You are viewing a plain text version of this content. The canonical link for it is here.
Posted to common-user@hadoop.apache.org by jamborta <ja...@gmail.com> on 2010/05/05 00:54:14 UTC
new to hadoop
Hi,
I am tring to set up a small hadoop cluster with 6 machines. the problem I
have now is that if I set the memory allocated to a task low (e.g -Xmx512m)
the application does not run, if I set it higher some machines in the
cluster only have not got too much memory (1 or 2GB) and when the
computation gets intensive hadoop create so many jobs and send them to these
weaker machines, which brings the whole cluster down.
my question is whether it is possible to specify -Xmx for each machine in
the cluster and specify how many task can run on a machine. or what is the
optimal setting in this situation?
thanks for your help
Tom
--
View this message in context: http://old.nabble.com/new-to-hadoop-tp28454028p28454028.html
Sent from the Hadoop core-user mailing list archive at Nabble.com.
Re: new to hadoop
Posted by Tamas Jambor <ja...@googlemail.com>.
great. thank you. I'll set it up that way.
Tom
On 05/05/2010 00:37, Ravi Phulari wrote:
> How much RAM ?
> With 6-8GB RAM you can go for 4 mappers and 2 reducers (this is my
> personal guess).
>
> -
> Ravi
>
> On 5/4/10 4:33 PM, "Tamas Jambor" <ja...@googlemail.com> wrote:
>
> thank you. so what would be the optimal setting for
> mapred.map.tasks and mapred.reduce.tasks, say, on a dual-core machine?
>
> Tom
>
> On 05/05/2010 00:12, Ravi Phulari wrote:
>
> Re: new to hadoop You can configure (conf/hadoop-env.sh)

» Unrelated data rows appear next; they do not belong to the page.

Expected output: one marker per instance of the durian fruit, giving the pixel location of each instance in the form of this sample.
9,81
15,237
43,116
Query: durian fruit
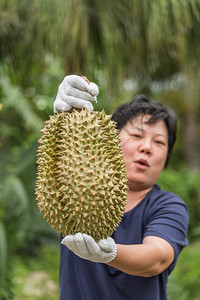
81,184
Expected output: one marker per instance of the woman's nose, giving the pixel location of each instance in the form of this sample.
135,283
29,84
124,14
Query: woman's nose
146,147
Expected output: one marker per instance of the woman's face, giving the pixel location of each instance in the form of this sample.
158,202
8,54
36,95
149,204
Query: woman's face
144,148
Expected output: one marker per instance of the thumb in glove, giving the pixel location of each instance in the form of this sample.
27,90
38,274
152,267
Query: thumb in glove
85,247
75,92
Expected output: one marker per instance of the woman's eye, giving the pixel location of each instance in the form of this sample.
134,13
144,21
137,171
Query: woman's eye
160,143
137,136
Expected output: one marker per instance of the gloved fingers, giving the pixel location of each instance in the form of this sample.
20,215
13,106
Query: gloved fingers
70,243
81,245
81,84
60,106
107,245
84,95
92,246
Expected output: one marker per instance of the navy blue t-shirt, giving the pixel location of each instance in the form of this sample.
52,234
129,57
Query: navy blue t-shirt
162,214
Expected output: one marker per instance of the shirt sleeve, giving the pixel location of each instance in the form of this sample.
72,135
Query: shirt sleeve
169,220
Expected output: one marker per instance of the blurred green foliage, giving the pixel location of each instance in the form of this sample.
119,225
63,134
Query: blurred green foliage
126,47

> configuration files on each node to specify --Xmx values.
> You can use conf/mapred-site.xml to configure default mappers
> and reducers running on a node.
>
> <property>
> <name>mapred.map.tasks</name>
> <value>2</value>
> <description>The default number of map tasks per job.

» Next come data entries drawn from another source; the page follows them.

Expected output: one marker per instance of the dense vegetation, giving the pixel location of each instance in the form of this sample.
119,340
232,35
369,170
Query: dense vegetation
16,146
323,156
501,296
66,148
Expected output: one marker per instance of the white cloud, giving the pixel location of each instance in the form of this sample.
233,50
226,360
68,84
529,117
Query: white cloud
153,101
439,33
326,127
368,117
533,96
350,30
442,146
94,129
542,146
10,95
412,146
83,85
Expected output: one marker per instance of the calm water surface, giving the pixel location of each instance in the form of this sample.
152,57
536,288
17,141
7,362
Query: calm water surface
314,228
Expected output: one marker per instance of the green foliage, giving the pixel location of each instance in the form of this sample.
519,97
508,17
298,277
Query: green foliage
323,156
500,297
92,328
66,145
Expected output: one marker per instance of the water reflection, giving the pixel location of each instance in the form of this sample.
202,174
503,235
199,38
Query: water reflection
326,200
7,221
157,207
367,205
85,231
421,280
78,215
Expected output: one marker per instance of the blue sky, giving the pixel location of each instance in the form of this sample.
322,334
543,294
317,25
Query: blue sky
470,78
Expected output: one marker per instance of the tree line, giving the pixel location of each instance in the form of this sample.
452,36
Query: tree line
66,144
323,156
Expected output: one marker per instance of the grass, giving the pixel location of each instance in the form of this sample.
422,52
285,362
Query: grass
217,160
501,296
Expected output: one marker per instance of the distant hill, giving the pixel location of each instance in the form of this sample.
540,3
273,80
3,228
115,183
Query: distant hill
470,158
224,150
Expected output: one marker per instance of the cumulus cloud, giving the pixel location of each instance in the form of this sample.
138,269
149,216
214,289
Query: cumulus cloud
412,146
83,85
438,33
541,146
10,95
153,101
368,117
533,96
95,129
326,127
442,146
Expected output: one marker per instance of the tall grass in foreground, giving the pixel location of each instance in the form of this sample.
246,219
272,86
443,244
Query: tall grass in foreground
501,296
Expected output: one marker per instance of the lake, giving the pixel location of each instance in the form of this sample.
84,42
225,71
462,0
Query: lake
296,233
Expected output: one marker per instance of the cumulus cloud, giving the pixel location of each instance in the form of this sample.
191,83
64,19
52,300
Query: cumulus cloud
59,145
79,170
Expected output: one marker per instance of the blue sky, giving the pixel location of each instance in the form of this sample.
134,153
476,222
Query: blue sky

> Ignored when mapred.job.tracker is "local".
> </description>
> </property>
>
> <property>
> <name>mapred.reduce.tasks</name>
> <value>1</value>
> <description>The default number of reduce tasks per job.
> Typically set to 99%
> of the cluster's reduce capacity, so that if a node fails
> the reduces can
> still be executed in a single wave.
> Ignored when mapred.job.tracker is "local".
> </description>
> </property>
>
>
> -
> Ravi
>
> On 5/4/10 3:54 PM, "jamborta" <ja...@gmail.com> wrote:
>
>
>
>
> Hi,
>
> I am tring to set up a small hadoop cluster with 6
> machines. the problem I
> have now is that if I set the memory allocated to a task
> low (e.g -Xmx512m)
> the application does not run, if I set it higher some
> machines in the
> cluster only have not got too much memory (1 or 2GB) and
> when the
> computation gets intensive hadoop create so many jobs and
> send them to these
> weaker machines, which brings the whole cluster down.

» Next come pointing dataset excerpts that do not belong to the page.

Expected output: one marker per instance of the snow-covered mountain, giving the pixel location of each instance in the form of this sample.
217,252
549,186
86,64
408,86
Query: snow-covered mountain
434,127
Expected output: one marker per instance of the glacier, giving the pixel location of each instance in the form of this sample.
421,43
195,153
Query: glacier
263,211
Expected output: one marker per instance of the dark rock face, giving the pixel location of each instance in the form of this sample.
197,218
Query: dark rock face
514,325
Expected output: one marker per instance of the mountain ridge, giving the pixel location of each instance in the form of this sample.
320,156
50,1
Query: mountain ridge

> my question is whether it is possible to specify -Xmx for
> each machine in
> the cluster and specify how many task can run on a
> machine. or what is the
> optimal setting in this situation?
>
> thanks for your help
>
> Tom
>
> --
> View this message in context:
> http://old.nabble.com/new-to-hadoop-tp28454028p28454028.html
> Sent from the Hadoop core-user mailing list archive at
> Nabble.com.
>
>
>
>
> Ravi
>
>
> Ravi
> --
>
Re: new to hadoop
Posted by Ravi Phulari <rp...@yahoo-inc.com>.
How much RAM ?
With 6-8GB RAM you can go for 4 mappers and 2 reducers (this is my personal guess).
-
Ravi
On 5/4/10 4:33 PM, "Tamas Jambor" <ja...@googlemail.com> wrote:
thank you. so what would be the optimal setting for mapred.map.tasks and mapred.reduce.tasks, say, on a dual-core machine?
Tom
On 05/05/2010 00:12, Ravi Phulari wrote:
Re: new to hadoop You can configure (conf/hadoop-env.sh) configuration files on each node to specify -Xmx values.
You can use conf/mapred-site.xml to configure default mappers and reducers running on a node.
<property>
<name>mapred.map.tasks</name>
<value>2</value>
<description>The default number of map tasks per job.
Ignored when mapred.job.tracker is "local".
</description>
</property>
<property>
<name>mapred.reduce.tasks</name>
<value>1</value>
<description>The default number of reduce tasks per job. Typically set to 99%
of the cluster's reduce capacity, so that if a node fails the reduces can
still be executed in a single wave.
Ignored when mapred.job.tracker is "local".
</description>
</property>
-
Ravi
On 5/4/10 3:54 PM, "jamborta" <ja...@gmail.com> wrote:
Hi,
I am tring to set up a small hadoop cluster with 6 machines. the problem I
have now is that if I set the memory allocated to a task low (e.g -Xmx512m)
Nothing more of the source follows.